Parallelogram modules are, somewhat unsurprisingly, a family of modules whose basic outline is that of a parallelogram, although the acute points of this parallelogram may be truncated. These modules have two pockets and two tabs which are arranged alternately around the module, tab, pocket, tab, pocket. The tabs are triangular and the central area between the tabs, that contains the pockets, is a square or a rhombus. The shape of the central area and, of course, of the parallelogram as a whole, is determined by the folding geometry of the module.

Parallelogram modules always have right handed and left handed mirror-image forms.

Many of the best known and most elegant modules are parallelogram modules, including:

  • Modules folded using standard folding geometry - the Sonobe module, the Corner-pocket Sonobe module, Letterbox modules, Darwin modules and Maverick modules. Diagrams for the basic forms of all of these can be found on this site.

  • Modules folded using bronze rectangle folding geometry - the Terada and Abe modules.

  • Modules folded using silver rectangle folding geometry - Nick Robinson's Rhombic module. Diagrams for this module can be found in my book Mathematical Origami.

 
Modules folded using standard folding geometry
 
As far as I know all parallelogram modules folded using standard folding geometry are the same basic shape and can be configured in the same way.
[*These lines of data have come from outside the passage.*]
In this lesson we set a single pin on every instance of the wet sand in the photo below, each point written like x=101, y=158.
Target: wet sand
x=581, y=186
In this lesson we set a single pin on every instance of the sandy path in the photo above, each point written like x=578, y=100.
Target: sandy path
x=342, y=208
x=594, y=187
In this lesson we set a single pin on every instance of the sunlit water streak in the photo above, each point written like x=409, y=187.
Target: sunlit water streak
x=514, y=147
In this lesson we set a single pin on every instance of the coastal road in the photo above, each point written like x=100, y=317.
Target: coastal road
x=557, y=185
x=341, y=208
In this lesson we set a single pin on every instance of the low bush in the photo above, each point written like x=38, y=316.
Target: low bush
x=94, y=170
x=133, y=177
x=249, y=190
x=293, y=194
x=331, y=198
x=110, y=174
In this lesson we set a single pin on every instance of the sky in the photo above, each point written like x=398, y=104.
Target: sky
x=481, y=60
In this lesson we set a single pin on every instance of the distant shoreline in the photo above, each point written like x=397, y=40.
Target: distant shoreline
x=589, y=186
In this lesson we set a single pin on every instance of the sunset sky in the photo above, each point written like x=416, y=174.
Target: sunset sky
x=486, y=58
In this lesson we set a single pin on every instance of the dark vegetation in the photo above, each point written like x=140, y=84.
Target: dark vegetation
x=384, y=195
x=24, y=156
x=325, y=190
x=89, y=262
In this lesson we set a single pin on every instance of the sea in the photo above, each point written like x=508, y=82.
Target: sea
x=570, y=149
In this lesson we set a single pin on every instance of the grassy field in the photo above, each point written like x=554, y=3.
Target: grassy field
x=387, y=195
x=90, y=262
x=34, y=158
The simplest way to configure this type of module, to make either a 6-part or 24-part cube, is to make either one fold (for the 24-part Cube) or two folds (for the 6-part cube) along the boundary (ies) between the central square area of the module and its tabs.

It is also possible to configure parallelogram modules by making diagonal folds in either direction across the central square area (with ancillary configuring folds as required).

One of these possibilities was discovered early on by Mitsonobu Sonobe who used it to create a 12-part cube. Toshie Takahama reversed the direction of this fold to create the module for her Jewel (which is technically a 3-part silverhexahedron). The modules (sometimes known as 'limping seagulls') that are used to make Stubby Stars are also folded using this diagonal crease. I call modules that are configured using a diagonal crease in this direction alpha modules.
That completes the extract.